As Donald Trump tries to get the Republican party to unify around him, there has been some shifting around among the members of the various sectors within the right-wing party, such as the elected officials, the media, and the influence shapers. One is seeing the first two sectors falling into line behind Trump as they see it in their best interests to not defy the party nominee.
It is within the last sector, those who see themselves as the opinion shapers within the party such as Mitt Romney, George Will, Erick Erickson, David Brooks and Glenn Beck, that one sees the most resistance to Trump and Heather Digby Parton looks at the reasons for this, focusing on Brett Stephens, an editorial page editor of the Wall Street Journal, and David Frum, former speechwriter for George W. Bush.

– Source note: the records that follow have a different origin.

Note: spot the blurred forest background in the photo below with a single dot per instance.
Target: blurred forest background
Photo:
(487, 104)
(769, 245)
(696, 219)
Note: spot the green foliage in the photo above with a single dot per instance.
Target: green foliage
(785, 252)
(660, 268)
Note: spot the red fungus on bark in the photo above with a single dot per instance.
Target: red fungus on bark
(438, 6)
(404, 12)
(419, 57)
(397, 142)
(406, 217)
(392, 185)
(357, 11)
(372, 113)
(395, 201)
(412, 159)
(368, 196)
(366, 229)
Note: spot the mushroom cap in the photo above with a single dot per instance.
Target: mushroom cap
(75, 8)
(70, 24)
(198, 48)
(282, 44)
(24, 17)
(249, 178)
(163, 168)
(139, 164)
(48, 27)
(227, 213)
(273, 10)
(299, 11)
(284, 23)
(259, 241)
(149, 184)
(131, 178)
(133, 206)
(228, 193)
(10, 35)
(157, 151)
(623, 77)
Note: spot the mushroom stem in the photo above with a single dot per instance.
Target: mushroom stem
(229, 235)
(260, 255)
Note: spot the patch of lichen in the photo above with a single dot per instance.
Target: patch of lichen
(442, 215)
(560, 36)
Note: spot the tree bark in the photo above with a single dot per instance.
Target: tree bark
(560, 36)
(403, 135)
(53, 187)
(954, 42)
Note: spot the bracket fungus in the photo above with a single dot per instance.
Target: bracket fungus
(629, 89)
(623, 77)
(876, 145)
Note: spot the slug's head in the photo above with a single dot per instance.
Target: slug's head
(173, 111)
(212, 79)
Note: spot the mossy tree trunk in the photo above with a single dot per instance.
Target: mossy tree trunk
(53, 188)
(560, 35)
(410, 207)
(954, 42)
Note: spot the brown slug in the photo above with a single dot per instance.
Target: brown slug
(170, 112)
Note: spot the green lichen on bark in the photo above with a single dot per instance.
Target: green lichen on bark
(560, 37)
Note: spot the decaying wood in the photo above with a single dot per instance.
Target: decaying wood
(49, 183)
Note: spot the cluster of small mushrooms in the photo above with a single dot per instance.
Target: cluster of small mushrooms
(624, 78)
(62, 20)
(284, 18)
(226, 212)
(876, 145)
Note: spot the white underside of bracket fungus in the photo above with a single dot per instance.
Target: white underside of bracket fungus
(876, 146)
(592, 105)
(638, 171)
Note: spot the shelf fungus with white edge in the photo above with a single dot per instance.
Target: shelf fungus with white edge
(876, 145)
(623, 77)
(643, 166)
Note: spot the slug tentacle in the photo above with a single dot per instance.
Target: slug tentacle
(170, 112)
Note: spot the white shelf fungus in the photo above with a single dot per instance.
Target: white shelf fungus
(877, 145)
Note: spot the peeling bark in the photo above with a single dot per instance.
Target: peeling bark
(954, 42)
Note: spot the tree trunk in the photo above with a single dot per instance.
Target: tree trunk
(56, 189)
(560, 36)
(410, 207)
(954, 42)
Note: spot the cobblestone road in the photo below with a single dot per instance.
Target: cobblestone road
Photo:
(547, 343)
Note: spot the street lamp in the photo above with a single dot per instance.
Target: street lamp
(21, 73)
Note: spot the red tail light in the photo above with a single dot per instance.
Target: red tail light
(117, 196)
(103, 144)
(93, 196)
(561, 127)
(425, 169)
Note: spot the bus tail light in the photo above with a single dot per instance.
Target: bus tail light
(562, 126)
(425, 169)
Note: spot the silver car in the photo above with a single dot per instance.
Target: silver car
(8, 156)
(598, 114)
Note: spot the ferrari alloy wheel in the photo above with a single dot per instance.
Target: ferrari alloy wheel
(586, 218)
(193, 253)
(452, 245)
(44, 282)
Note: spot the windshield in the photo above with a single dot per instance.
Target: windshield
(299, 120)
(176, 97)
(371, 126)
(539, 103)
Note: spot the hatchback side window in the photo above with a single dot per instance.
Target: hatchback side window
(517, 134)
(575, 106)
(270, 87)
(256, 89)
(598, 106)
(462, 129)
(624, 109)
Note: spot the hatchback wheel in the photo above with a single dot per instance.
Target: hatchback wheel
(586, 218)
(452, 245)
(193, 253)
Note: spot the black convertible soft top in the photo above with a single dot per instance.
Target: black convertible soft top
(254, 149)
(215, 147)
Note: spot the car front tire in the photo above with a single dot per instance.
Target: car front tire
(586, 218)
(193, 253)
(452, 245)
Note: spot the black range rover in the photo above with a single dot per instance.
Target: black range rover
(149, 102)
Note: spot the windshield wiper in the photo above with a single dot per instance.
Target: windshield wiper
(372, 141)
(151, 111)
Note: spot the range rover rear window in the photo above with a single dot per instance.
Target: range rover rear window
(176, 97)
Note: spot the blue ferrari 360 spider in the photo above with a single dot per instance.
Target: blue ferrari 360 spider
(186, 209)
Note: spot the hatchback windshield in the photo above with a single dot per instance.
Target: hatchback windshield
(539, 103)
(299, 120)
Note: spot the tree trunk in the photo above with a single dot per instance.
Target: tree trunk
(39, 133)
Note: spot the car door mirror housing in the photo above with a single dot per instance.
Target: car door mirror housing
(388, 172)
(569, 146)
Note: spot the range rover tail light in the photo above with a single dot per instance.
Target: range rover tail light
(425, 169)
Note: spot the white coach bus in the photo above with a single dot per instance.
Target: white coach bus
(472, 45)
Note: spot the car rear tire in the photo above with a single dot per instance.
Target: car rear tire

That Trump has broken the rules of politics and so far succeeded is now indisputable. But Parton says that Frum’s opposition to Trump springs from the fact that Trump has broken all the norms that make democratic governance even possible and that is what concerns him.
Frum’s trying to figure all this out and he’s digging deeply to do it. In fact, he’s been doing this for some time as one of the few insiders who have been clear-eyed about the destruction of the conservative movement and the Republican Party over the past few years even before the appearance of Donald Trump. And he’s right about all of this. This disconcerting breaking of the norms that make democratic governance possible has reached a critical stage.
What started with the cynical propaganda projects of Newt Gingrich to the ’90s witchhunts and the dubious tactics of the long election of 2000 metastasized into the Tea Party which was born out of a belief that Barack Obama was an illegitimate president and anything he proposed was therefore invalid. Donald Trump was in the middle of that as the King of the Birthers, the man who mainstreamed the formerly fringe conspiracy theory that the president wasn’t born in America. And now that man is the Republican nominee for president.
It is not at all clear that these so-called opinion molders within the Republican party ever actually influenced the rank and file or were merely reflecting the agreement that already existed between them and the party leadership. Now that the agreement has fractured, we have a test of the extent to which these people actually wield any influence over the party’s thinking.